Discard neck from inside the cavity and remove any excess fat and leftover feathers. Pat dry with paper towels.
Pour the olive oil, melted butter, wine (if using) and the juice of half a lemon over the chicken, under the skin and inside the cavity. Season chicken liberally on the outside and inside the cavity with salt and pepper. Sprinkle over the parsley.
Rub the minced garlic over the chicken, mixing all ingredients together over the chicken and under the skin.
Stuff the garlic head into the chicken cavity along with the rosemary sprigs and the squeezed lemon half. Tie legs together with kitchen string.
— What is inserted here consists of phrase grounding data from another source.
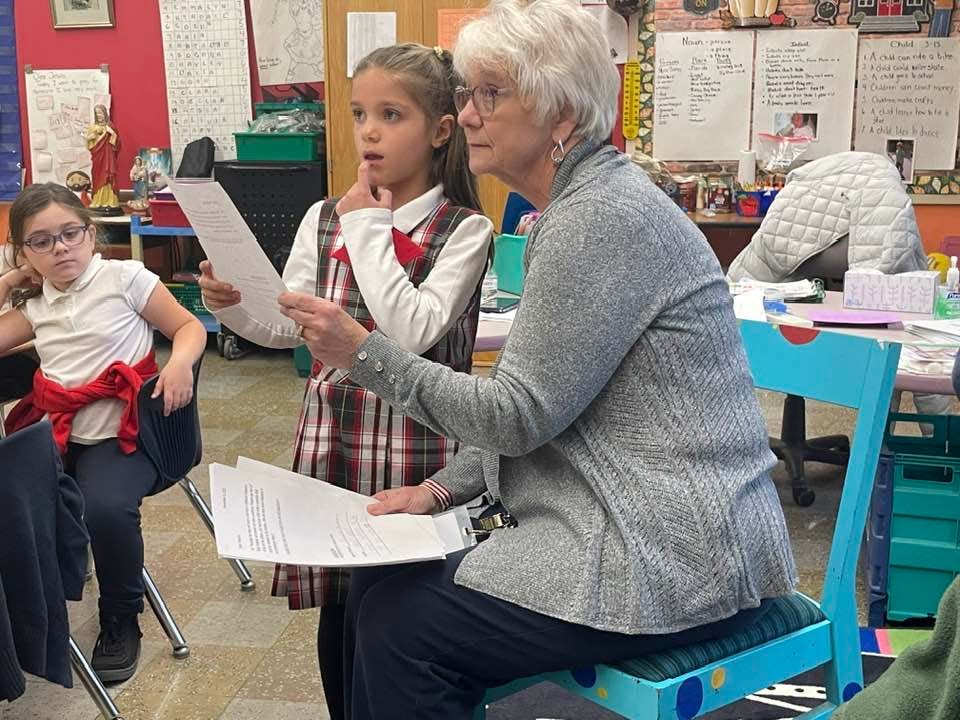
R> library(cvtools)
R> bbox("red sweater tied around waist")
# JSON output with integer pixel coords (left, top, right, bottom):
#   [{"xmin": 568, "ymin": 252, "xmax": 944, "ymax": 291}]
[{"xmin": 4, "ymin": 351, "xmax": 158, "ymax": 455}]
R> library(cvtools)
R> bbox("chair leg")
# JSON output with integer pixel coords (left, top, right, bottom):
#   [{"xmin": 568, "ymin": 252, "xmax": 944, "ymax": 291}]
[
  {"xmin": 179, "ymin": 477, "xmax": 256, "ymax": 591},
  {"xmin": 779, "ymin": 394, "xmax": 816, "ymax": 507},
  {"xmin": 69, "ymin": 635, "xmax": 124, "ymax": 720},
  {"xmin": 142, "ymin": 567, "xmax": 190, "ymax": 659}
]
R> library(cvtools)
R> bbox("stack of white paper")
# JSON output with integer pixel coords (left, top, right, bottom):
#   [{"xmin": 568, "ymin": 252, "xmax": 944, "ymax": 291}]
[
  {"xmin": 900, "ymin": 320, "xmax": 960, "ymax": 375},
  {"xmin": 210, "ymin": 458, "xmax": 469, "ymax": 567}
]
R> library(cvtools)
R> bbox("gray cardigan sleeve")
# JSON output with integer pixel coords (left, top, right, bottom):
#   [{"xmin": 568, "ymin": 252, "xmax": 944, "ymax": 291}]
[{"xmin": 349, "ymin": 199, "xmax": 681, "ymax": 458}]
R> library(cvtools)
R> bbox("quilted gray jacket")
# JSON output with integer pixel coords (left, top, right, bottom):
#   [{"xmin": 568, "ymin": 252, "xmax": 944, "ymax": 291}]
[{"xmin": 727, "ymin": 152, "xmax": 927, "ymax": 282}]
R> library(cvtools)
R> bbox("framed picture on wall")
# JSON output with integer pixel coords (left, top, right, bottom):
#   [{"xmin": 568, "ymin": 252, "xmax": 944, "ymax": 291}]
[{"xmin": 50, "ymin": 0, "xmax": 115, "ymax": 29}]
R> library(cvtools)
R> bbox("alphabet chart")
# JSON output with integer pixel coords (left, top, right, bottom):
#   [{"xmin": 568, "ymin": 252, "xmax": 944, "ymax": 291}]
[{"xmin": 159, "ymin": 0, "xmax": 252, "ymax": 165}]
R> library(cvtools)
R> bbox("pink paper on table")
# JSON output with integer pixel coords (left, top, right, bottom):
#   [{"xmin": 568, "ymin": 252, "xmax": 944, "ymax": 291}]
[{"xmin": 806, "ymin": 309, "xmax": 901, "ymax": 326}]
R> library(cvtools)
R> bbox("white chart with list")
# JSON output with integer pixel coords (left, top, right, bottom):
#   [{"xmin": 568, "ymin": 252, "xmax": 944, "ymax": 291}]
[
  {"xmin": 653, "ymin": 32, "xmax": 755, "ymax": 162},
  {"xmin": 159, "ymin": 0, "xmax": 252, "ymax": 164}
]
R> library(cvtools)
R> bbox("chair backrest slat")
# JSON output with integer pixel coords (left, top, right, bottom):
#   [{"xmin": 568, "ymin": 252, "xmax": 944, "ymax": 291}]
[{"xmin": 739, "ymin": 320, "xmax": 900, "ymax": 617}]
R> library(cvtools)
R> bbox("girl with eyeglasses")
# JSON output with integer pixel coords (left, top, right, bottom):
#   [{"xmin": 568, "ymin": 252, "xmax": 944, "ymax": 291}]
[{"xmin": 0, "ymin": 182, "xmax": 206, "ymax": 684}]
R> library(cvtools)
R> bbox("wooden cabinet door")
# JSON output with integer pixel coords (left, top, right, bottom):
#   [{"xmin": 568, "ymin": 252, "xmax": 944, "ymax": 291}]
[
  {"xmin": 323, "ymin": 0, "xmax": 423, "ymax": 198},
  {"xmin": 422, "ymin": 0, "xmax": 511, "ymax": 232}
]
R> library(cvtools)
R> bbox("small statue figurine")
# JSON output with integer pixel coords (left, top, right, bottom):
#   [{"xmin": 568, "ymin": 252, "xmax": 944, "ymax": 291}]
[
  {"xmin": 85, "ymin": 104, "xmax": 122, "ymax": 216},
  {"xmin": 65, "ymin": 170, "xmax": 92, "ymax": 207},
  {"xmin": 127, "ymin": 155, "xmax": 150, "ymax": 214}
]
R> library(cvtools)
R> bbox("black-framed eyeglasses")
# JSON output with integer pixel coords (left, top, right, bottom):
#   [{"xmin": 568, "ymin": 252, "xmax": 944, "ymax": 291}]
[
  {"xmin": 453, "ymin": 85, "xmax": 512, "ymax": 117},
  {"xmin": 23, "ymin": 224, "xmax": 90, "ymax": 254}
]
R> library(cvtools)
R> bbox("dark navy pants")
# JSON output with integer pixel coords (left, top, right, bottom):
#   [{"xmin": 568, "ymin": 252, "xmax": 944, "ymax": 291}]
[
  {"xmin": 343, "ymin": 549, "xmax": 768, "ymax": 719},
  {"xmin": 64, "ymin": 439, "xmax": 158, "ymax": 616}
]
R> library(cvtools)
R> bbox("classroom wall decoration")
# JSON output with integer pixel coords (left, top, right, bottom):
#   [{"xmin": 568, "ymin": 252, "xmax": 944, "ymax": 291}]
[
  {"xmin": 854, "ymin": 37, "xmax": 960, "ymax": 170},
  {"xmin": 647, "ymin": 0, "xmax": 960, "ymax": 198},
  {"xmin": 0, "ymin": 0, "xmax": 22, "ymax": 201},
  {"xmin": 158, "ymin": 0, "xmax": 252, "ymax": 165},
  {"xmin": 752, "ymin": 29, "xmax": 858, "ymax": 160},
  {"xmin": 812, "ymin": 0, "xmax": 842, "ymax": 25},
  {"xmin": 684, "ymin": 0, "xmax": 721, "ymax": 15},
  {"xmin": 848, "ymin": 0, "xmax": 931, "ymax": 33},
  {"xmin": 653, "ymin": 32, "xmax": 754, "ymax": 160},
  {"xmin": 929, "ymin": 0, "xmax": 956, "ymax": 36},
  {"xmin": 249, "ymin": 0, "xmax": 325, "ymax": 86},
  {"xmin": 24, "ymin": 67, "xmax": 110, "ymax": 186}
]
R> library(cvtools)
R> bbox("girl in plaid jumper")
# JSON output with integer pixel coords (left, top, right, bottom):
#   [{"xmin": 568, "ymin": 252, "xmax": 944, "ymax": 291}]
[{"xmin": 199, "ymin": 43, "xmax": 492, "ymax": 719}]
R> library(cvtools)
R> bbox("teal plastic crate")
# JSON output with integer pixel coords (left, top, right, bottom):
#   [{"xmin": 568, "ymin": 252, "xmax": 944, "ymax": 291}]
[
  {"xmin": 294, "ymin": 344, "xmax": 312, "ymax": 378},
  {"xmin": 493, "ymin": 233, "xmax": 527, "ymax": 295},
  {"xmin": 234, "ymin": 131, "xmax": 323, "ymax": 161},
  {"xmin": 885, "ymin": 412, "xmax": 960, "ymax": 621}
]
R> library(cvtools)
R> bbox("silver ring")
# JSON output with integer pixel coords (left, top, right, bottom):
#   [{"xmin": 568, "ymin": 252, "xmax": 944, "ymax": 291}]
[{"xmin": 295, "ymin": 324, "xmax": 305, "ymax": 338}]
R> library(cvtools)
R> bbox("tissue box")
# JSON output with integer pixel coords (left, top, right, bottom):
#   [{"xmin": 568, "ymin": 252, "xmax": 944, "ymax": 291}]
[{"xmin": 842, "ymin": 269, "xmax": 940, "ymax": 314}]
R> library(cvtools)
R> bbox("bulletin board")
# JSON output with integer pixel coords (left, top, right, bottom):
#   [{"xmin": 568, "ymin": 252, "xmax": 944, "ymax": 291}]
[{"xmin": 631, "ymin": 0, "xmax": 960, "ymax": 199}]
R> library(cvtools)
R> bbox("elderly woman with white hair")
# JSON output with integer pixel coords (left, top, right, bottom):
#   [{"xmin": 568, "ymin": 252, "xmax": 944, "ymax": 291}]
[{"xmin": 278, "ymin": 1, "xmax": 797, "ymax": 717}]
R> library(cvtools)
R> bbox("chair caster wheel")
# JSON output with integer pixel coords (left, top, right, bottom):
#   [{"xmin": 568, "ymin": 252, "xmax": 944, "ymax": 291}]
[
  {"xmin": 240, "ymin": 579, "xmax": 256, "ymax": 591},
  {"xmin": 172, "ymin": 646, "xmax": 190, "ymax": 659},
  {"xmin": 793, "ymin": 486, "xmax": 815, "ymax": 507}
]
Place breast-side up into baking tray or roasting pan. Roast for 1 hour and 15-20 minutes, basting half way through cooking time, until juices run clear when chicken thigh is pierced with a skewer (internal temperature should read 165°F when fully cooked).
Baste again, then broil for a further 2-3 minutes, until golden.
Remove from the oven, cover with foil and allow to stand for 10 minutes before serving. Serve, drizzled with pan juices and remaining lemon half cut into wedges or slices.
- For a larger chicken, roast at 430°F, or 400°F fan forced, for one hour. Then, reduce oven temperature down to 325°F. Baste and cover chicken. Roast, basting two more times while cooking, until chicken is cooked through, about 45 mins to an hour. Internal temperature should read 165°F and juices run clear when pierced.